When JP Morgan was asked what the market would do, his answer was, “It will fluctuate.” It’s almost impossible to predict short-term movements. Your emotions get engaged and play tricks on you. But long-term trends are another matter. A little reflection and analysis gives some perspective.
For example, oil prices are have fallen dramatically in the past six months, and are unlikely to recover soon. So consumers have more money in their pockets from paying less for gas, heating oil, and other energy-related items. Whatever benefits from discretionary spending—restaurants, resorts, discount airlines—will tend to do better.

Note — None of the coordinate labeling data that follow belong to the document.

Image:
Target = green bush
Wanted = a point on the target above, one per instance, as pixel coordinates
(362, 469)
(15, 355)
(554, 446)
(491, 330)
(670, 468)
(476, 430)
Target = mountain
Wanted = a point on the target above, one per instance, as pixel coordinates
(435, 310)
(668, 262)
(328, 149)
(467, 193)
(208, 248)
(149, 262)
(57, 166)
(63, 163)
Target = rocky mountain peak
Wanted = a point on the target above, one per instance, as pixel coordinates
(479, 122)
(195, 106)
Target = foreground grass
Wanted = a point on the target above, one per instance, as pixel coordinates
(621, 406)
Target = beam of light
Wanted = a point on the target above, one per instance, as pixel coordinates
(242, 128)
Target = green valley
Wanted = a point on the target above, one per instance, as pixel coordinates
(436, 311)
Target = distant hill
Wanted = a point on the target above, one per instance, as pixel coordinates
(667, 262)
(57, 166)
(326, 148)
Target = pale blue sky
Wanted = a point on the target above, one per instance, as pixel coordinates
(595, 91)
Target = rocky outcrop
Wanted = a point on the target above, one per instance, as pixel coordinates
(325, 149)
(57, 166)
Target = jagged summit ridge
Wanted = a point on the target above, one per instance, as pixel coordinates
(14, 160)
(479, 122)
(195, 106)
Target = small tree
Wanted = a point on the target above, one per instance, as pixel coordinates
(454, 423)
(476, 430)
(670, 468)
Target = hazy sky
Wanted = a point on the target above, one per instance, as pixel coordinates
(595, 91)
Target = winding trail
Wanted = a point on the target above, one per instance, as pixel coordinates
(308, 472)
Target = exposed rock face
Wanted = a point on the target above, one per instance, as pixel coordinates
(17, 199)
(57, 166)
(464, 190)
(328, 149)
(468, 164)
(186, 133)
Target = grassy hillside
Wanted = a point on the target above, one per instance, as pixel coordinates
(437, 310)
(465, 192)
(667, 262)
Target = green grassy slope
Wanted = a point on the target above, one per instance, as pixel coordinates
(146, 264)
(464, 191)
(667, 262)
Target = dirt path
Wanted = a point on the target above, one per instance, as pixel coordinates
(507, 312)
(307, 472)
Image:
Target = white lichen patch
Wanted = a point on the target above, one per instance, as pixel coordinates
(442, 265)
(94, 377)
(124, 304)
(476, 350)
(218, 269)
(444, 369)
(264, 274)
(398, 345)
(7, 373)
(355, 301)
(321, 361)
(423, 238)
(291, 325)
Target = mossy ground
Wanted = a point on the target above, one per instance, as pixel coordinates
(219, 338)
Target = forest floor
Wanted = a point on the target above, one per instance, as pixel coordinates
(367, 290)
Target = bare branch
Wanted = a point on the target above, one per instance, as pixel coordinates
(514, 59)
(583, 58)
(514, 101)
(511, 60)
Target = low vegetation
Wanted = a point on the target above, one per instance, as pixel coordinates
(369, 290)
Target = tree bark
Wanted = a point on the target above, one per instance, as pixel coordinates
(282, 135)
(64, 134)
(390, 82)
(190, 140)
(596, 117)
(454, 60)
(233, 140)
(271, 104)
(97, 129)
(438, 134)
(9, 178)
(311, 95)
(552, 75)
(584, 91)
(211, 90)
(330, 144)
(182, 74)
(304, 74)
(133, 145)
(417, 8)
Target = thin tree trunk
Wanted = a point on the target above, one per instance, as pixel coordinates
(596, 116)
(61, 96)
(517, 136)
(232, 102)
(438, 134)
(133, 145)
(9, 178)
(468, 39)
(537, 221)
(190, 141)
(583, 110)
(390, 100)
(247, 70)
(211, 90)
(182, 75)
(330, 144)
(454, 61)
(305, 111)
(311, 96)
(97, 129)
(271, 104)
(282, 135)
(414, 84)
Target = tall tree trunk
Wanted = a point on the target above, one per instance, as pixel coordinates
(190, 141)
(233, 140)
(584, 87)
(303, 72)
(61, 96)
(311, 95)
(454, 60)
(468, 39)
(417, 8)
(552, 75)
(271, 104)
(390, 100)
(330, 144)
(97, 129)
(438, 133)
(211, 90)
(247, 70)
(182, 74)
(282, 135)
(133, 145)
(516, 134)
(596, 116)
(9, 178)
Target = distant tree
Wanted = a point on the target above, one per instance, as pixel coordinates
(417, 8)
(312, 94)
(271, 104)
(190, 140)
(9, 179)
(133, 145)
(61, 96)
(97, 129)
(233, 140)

Identifying and riding trends like this isn’t market timing, it’s using common sense to identify opportunities.
From up close, it’s hard to see where things are going. But if you step back, and look at things from a longer-term perspective, the trends are a little clearer. Right now we have a strengthening economy and a stronger consumer. That should help the overall market, although there will be winners and losers along the way.
But what investors really need isn’t market timing, but time in the market. Over the course of ten years, a 7% return doubles your money. Over twenty years, it quadruples your money. And over thirty years, it will grow your principal 8 times. Put another way, suppose three investors all put $10 thousand aside per year, and they all earn the same 7% return. The first begins at age 22, the next starts at age 30, and the third starts at age 40. By the time they are 65, the 40 year-old saver has $1 million, the one who started at age 30 has $2.5 million, and the person who began saving at age 22 has $4.7 million—just from saving and investing $10 thousand per year. Clearly, there are huge benefits to starting early.
“To everything there is a season,” says the book of Ecclesiastes. Stay focused on the long-term outlook. Don’t sweat the small stuff. And enjoy the ride.